To evaluate the predictive accuracy in both the nomogram prediction system and traditional AJCC TNM staging system, the Harrell’s C-index and AIC index were calculated. For the nomogram model, the Harrell’s C-index was 0.731 versus 0.667 in AJCC TNM system, indicating that our nomogram model was more accurate or discriminative in comparison with the traditional AJCC TNM staging system. Figure 3 presents the calibration plots of 5-year survival in the nomogram model, which revealed an overall survival predicted by nomogram model that closely approached the actual survival and was within a 10% margin of error. The AIC index was also calculated to avoid overfitting the prognostic models, and was 4852.9 for nomogram model and 4913.723 for AJCC TNM system, respectively. These results demonstrated that the nomogram model did not overestimate actual overall survival in this cohort and could be a better prognosis prediction system than the traditional AJCC TNM staging system.

Figure 3
Figure 3

The calibration of the nomogram predicted system. Nomogram predicted probability of overall survival was plotted on the x-axis, actual overall survival was plotted on the y-axis. All predictions lie within the 10% margin of error (within the blue dots line).

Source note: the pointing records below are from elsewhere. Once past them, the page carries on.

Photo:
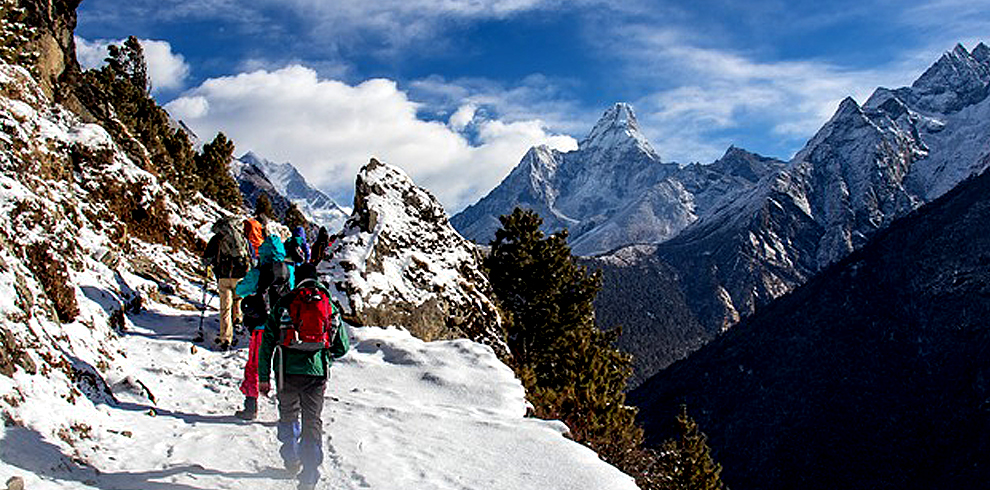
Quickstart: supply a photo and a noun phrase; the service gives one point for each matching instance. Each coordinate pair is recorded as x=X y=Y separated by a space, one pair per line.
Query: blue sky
x=455 y=91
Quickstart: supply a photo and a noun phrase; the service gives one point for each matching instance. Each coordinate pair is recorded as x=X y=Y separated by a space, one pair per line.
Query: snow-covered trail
x=399 y=413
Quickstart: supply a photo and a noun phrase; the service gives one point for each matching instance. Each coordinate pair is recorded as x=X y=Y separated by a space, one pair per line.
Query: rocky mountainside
x=288 y=183
x=872 y=375
x=399 y=262
x=613 y=190
x=88 y=238
x=868 y=166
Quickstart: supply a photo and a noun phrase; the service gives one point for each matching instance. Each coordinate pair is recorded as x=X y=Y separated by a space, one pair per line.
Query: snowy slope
x=116 y=396
x=400 y=413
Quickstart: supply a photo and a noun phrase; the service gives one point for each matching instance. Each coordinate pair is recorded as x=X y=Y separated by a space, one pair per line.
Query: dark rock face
x=867 y=167
x=871 y=375
x=400 y=262
x=56 y=66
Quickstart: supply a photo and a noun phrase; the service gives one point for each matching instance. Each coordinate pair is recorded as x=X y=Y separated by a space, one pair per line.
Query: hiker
x=305 y=333
x=227 y=253
x=320 y=246
x=296 y=248
x=261 y=289
x=254 y=230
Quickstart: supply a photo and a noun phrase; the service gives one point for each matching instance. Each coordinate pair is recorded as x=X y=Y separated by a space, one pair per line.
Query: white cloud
x=464 y=115
x=166 y=69
x=329 y=129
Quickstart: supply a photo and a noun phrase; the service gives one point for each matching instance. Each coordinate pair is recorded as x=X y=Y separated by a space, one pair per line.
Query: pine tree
x=128 y=61
x=294 y=217
x=685 y=462
x=263 y=206
x=213 y=167
x=118 y=95
x=570 y=367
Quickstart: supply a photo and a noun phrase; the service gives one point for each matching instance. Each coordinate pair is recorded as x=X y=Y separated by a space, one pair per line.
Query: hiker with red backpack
x=261 y=289
x=305 y=334
x=228 y=255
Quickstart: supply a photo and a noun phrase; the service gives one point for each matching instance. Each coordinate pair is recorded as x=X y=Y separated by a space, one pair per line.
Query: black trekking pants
x=301 y=397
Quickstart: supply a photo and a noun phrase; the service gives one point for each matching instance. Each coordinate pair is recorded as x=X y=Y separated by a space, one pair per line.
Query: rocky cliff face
x=56 y=66
x=871 y=375
x=868 y=166
x=87 y=238
x=400 y=262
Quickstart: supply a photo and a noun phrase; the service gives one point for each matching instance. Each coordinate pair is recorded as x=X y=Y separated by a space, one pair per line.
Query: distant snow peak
x=289 y=183
x=617 y=129
x=958 y=79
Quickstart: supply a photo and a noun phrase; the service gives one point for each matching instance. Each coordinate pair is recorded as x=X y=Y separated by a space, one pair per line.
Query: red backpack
x=309 y=325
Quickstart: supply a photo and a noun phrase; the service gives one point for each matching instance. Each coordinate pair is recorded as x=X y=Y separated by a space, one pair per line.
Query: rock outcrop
x=399 y=262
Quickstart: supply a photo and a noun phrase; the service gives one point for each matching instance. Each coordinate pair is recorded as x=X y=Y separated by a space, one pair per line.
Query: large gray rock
x=399 y=262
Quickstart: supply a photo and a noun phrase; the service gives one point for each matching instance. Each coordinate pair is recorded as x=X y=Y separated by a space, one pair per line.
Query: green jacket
x=315 y=363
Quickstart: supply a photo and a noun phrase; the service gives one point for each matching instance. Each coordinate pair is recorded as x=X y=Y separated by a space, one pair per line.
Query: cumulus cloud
x=329 y=129
x=166 y=69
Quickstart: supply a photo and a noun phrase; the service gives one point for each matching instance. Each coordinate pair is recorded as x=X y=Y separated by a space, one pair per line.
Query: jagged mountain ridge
x=868 y=166
x=283 y=180
x=613 y=190
x=871 y=375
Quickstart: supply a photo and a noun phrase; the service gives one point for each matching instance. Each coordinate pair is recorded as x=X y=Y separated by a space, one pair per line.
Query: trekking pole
x=202 y=312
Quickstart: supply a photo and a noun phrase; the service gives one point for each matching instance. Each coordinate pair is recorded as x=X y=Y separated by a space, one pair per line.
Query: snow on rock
x=613 y=190
x=289 y=183
x=87 y=237
x=113 y=394
x=400 y=262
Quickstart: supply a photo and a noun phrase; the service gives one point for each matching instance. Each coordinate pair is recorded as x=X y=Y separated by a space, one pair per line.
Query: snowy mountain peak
x=617 y=129
x=288 y=182
x=848 y=107
x=981 y=53
x=958 y=79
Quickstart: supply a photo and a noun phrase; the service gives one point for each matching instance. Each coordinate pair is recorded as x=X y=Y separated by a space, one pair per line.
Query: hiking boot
x=250 y=411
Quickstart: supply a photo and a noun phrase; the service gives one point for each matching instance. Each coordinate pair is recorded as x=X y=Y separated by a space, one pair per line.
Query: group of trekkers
x=268 y=286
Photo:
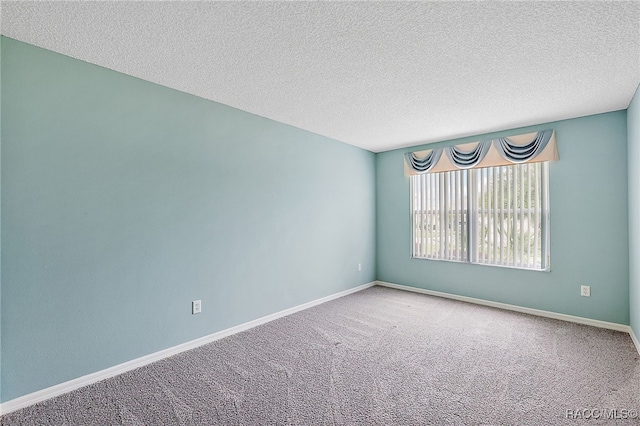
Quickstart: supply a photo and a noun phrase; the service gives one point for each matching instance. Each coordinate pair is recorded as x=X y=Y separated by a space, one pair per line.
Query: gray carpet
x=379 y=356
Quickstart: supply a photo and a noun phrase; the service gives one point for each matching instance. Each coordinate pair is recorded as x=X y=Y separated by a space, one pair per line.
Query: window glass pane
x=493 y=216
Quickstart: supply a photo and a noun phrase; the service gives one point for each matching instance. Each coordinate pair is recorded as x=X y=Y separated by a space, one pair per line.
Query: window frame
x=472 y=252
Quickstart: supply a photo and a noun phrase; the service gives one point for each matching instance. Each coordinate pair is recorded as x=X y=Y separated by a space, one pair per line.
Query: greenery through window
x=492 y=216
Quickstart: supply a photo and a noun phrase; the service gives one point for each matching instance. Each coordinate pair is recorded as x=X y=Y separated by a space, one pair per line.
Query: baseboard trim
x=62 y=388
x=515 y=308
x=636 y=342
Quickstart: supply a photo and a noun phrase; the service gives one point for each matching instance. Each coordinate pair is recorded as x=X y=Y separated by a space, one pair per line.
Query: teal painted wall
x=633 y=135
x=0 y=217
x=123 y=201
x=589 y=232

Surgical management of adenocarcinoma of the jejunum and ileum

Proper and beneficial surgical management strategies for patients with adenocarcinoma of the jejunum and ileum are still unclear. As mesenteric lymph nodes metastasis could be a vital factor in both prognostic prediction and therapeutic strategy, we explored the correlation between overall survival and the number of lymph nodes intraoperatively resected. In our study we analysed this correlation using an X-tile test. This test was used to determine the optimal cutoff point for predicting cancer-specific survival according to the number of lymph nodes examined. We observed that a resection of 5 or 12 lymph nodes could significantly improve overall survival (Fig. 4A and B). In consideration of the biological behaviour of adenocarcinoma of the jejunum and ileum and the guidelines for other gastrointestinal adenocarcinomas29, resection of more than 12 local lymph nodes could benefit patients with adenocarcinoma of the jejunum and ileum. In our study, these patients had improved cancer-specific survival (P < 0.05) (Fig. 4C).

Figure 4
Figure 4

(A) The distribution of number of patients with adenocarcinomas of jejunum or ileum according to lymph nodes examined. (B) X-tile plots for number of lymph nodes constructed by patients with adenocarcinomas of jejunum or ileum. The plots show the χ2 log-rank values produced, dividing them into 2 groups by the cutoff point 12. (C) Kaplan-Meier survival curves of cumulative survival of patients with adenocarcinomas of jejunum or ileum.


Malignant neoplasms of the jejunum and ileum, particularly adenocarcinomas, are difficult to diagnosis and estimate before proper therapies because of their rare incidence and asymptomatic characteristics. Based on the selected risk factors, we assessed the prognosis of patients with adenocarcinoma of the jejunum and ileum using our newly established nomogram prediction model, which demonstrated higher accuracy and improved homogeneity as compared to traditional TNM stages. Notably, we determined that patients who underwent lymphadenectomy for more than 12 local lymph nodes could improve 5-year survival (Fig. 4C). This trend was in accordance with previous studies for patients with neuroendocrine tumours of the small bowel26,30.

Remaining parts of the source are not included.